“You were taught and prepared for the circumstances you would personally encounter in mortality . . .” – Elder Richard G. Scott
“When in situations of stress we wonder if there is any more in us to give, we can be comforted to know that God, who knows our capacity perfectly, placed us here to succeed. No one was foreordained to fail or to be wicked. When we have been weighed and found wanting, let us remember that we were measured before and were found equal to our tasks, and, therefore, let us continue, but with a more determined discipleship. When we feel overwhelmed, let us recall the assurance that God will not over program us; he will not press upon us more than we can bear.” – Neal A. Maxwell
These quotes have been in my mind of late. When I go through my own spells of doubting my preparedness for the things life hands me; when I find myself looking to God and pleading for assurance that I have been “measured before” and “found equal” to my tasks; a strange thing happens. As I’m brought, of necessity, to focus more wholly on my relationship with God, I question somehow . . . who I am allowed to be to others. Does that make sense? I wonder if there is somehow falsity in sharing my own little bits of insight and joy and happiness and success – if there are even slightly heavier things that exist beyond those.
I don’t know exactly, but yesterday, when Jesse told me, “Mom, even though I really love a lot of money, I’m not ever going to rob a bank.” And when Goldie looked at my blog and sighed sadly that I hadn’t written anything “since July 10th”, I decided that happiness and fun and joy should always be freely shared.
So – this conversation:
Me to Penny (as she prepared for a birthday party she was invited to): What are they going to do at the birthday party? Do you know?

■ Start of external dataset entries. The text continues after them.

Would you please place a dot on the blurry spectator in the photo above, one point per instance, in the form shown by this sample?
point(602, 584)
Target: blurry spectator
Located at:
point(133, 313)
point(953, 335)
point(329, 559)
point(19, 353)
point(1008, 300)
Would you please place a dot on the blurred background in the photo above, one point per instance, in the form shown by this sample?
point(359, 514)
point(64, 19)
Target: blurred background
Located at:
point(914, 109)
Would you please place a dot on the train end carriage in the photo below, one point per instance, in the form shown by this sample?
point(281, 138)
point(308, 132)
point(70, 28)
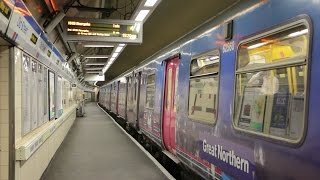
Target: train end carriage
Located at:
point(108, 97)
point(114, 97)
point(249, 99)
point(122, 104)
point(133, 95)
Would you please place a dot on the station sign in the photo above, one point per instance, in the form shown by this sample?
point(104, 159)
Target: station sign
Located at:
point(103, 30)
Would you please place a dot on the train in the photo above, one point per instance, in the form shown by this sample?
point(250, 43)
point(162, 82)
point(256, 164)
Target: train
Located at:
point(235, 98)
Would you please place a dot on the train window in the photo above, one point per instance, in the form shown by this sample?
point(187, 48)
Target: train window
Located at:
point(150, 92)
point(271, 84)
point(26, 89)
point(203, 87)
point(52, 95)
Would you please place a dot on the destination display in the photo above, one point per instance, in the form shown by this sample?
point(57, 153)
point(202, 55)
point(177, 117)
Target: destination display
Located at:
point(124, 31)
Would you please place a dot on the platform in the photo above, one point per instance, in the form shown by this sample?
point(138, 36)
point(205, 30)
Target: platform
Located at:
point(96, 148)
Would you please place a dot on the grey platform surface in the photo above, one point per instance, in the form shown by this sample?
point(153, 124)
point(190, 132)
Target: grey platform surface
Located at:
point(96, 149)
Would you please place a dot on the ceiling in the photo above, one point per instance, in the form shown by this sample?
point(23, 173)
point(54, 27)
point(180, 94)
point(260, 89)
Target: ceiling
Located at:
point(169, 21)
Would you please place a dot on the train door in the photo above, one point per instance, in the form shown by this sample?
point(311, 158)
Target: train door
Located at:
point(117, 98)
point(169, 109)
point(126, 97)
point(137, 95)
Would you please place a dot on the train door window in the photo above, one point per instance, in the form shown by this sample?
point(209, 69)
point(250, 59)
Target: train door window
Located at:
point(45, 95)
point(40, 94)
point(203, 87)
point(26, 109)
point(34, 95)
point(271, 84)
point(135, 86)
point(52, 95)
point(150, 92)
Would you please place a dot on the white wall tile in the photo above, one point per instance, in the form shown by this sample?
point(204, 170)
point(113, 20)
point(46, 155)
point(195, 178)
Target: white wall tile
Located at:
point(4, 49)
point(4, 130)
point(18, 124)
point(4, 172)
point(4, 74)
point(4, 116)
point(4, 144)
point(17, 99)
point(4, 61)
point(4, 88)
point(18, 88)
point(4, 161)
point(4, 102)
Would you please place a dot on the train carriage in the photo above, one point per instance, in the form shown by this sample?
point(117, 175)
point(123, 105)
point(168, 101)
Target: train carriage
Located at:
point(108, 97)
point(122, 97)
point(237, 96)
point(114, 97)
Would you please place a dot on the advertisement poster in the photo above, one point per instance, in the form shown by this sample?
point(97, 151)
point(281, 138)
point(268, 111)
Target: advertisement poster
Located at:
point(252, 109)
point(51, 95)
point(34, 95)
point(26, 122)
point(279, 117)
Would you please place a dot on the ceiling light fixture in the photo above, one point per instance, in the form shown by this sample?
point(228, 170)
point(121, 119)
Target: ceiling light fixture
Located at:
point(90, 69)
point(119, 49)
point(298, 33)
point(96, 56)
point(114, 55)
point(142, 14)
point(97, 45)
point(94, 64)
point(93, 72)
point(150, 3)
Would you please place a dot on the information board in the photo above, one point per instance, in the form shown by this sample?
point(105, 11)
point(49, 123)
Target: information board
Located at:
point(121, 31)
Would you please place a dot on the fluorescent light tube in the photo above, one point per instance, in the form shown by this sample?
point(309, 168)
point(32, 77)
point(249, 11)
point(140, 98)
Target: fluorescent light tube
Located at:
point(142, 14)
point(97, 45)
point(90, 69)
point(298, 33)
point(96, 56)
point(114, 55)
point(257, 45)
point(150, 3)
point(94, 64)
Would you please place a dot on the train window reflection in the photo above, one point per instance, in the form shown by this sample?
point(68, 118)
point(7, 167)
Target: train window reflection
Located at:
point(150, 92)
point(203, 87)
point(270, 100)
point(281, 47)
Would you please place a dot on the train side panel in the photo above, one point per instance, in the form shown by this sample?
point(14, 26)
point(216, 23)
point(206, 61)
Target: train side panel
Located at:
point(203, 146)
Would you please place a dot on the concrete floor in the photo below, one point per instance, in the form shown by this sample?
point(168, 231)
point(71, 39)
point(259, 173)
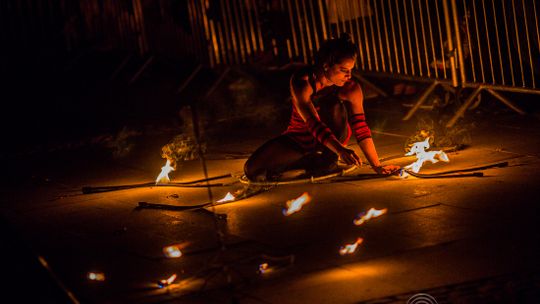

Penny: No. It just said they’d have pizza and cake and ice cream. And, if the pizza has pepperoni, I’ll just try and eat it. I won’t like: hide it in their cat’s bowl – if they even have a cat, or put it in their slippers.
That’s some good behavior there.
Also. Summer, it was a nice ride – you: being the baby. But you’ve had an en entire year now, so I think that “ride” needs to come to an end. (36 weeks pregnant today!)
And: a whole lot of stuff that should be preserved from the cell phone. (Worn out at Costco. Flowers from Jesse. Cocoa Puffs for dinner. Penny’s list of breakfast options. Power outage. Grandpa’s farm. R2D2 lunchbox for Jesse. What Mike gave Penny when she asked for a piece of “plain cheese” the other night. 36 weeks.)